SAROKIN, Circuit Judge,
concurring.
I concur in the result, because no matter how unconscionable the delay in the state proceedings, I agree that they cannot be ignored once they finally take place. See Walker v. Vaughn, 53 F.3d 609 (3d Cir.1995). Furthermore, while I recognize the purpose and propriety of the district court encouraging and even coercing the state court to take action, I believe that a time comes when enough is enough. A petitioner is entitled to have his claim that exhaustion of state court *596remedies should be excused adjudicated as of the time his petition is filed. In this matter, the petitioner had been waiting four years for a decision on his postconviction petition before the state court. Significantly, when Carter filed his federal habeas petition the state court had not even begun to process the posteonvietion petition and, in fact, its clerk’s office had lost Carter’s petition. Nonetheless, it was appropriate for the district court in the interests of comity to afford a further and reasonable opportunity for the state to act. However, in this instance the district court afforded an additional two years. In my view that further delay required that the interests of comity yield to the rights of the petitioner. He was entitled to have an adjur dication that the exhaustion requirement was excused and to receive a determination on the merits of his petition.

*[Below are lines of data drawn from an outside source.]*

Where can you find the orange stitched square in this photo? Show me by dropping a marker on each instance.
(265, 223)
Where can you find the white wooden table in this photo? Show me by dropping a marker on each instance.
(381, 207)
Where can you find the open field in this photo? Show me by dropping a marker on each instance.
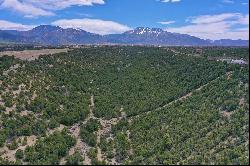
(32, 54)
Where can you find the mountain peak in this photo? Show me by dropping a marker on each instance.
(46, 28)
(145, 30)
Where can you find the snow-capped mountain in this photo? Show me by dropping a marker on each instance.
(54, 35)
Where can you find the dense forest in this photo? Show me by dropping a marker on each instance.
(125, 105)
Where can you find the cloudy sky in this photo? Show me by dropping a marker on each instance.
(207, 19)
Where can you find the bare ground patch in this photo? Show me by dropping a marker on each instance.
(32, 54)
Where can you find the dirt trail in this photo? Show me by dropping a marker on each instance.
(81, 146)
(10, 154)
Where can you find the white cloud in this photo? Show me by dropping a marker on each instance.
(34, 8)
(6, 25)
(216, 26)
(93, 25)
(25, 8)
(62, 4)
(166, 22)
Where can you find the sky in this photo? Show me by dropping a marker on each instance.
(207, 19)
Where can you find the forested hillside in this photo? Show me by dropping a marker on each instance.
(125, 105)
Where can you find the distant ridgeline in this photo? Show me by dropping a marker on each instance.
(54, 35)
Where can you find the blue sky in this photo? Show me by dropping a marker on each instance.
(208, 19)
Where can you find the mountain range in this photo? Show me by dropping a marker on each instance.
(54, 35)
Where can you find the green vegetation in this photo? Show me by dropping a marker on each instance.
(125, 105)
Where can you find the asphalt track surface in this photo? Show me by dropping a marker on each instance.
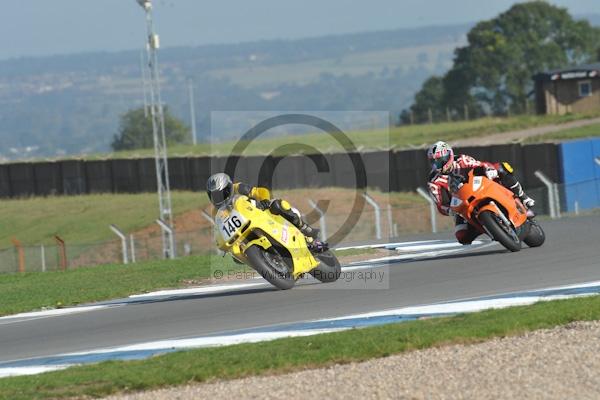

However, having finally received a state adjudication, and having failed to appeal therefrom, I concur in the order of remand, although I recognize that the history of this petitioner’s treatment in the state courts might well excuse and explain his failure to appeal a decision in state court which came six years after he moved in state court and two years after he filed his petition in federal court. I do not think that comity necessarily requires us to await a state court so unmindful of the rights of a convicted criminal defendant to have a speedy adjudication of his postconviction claims.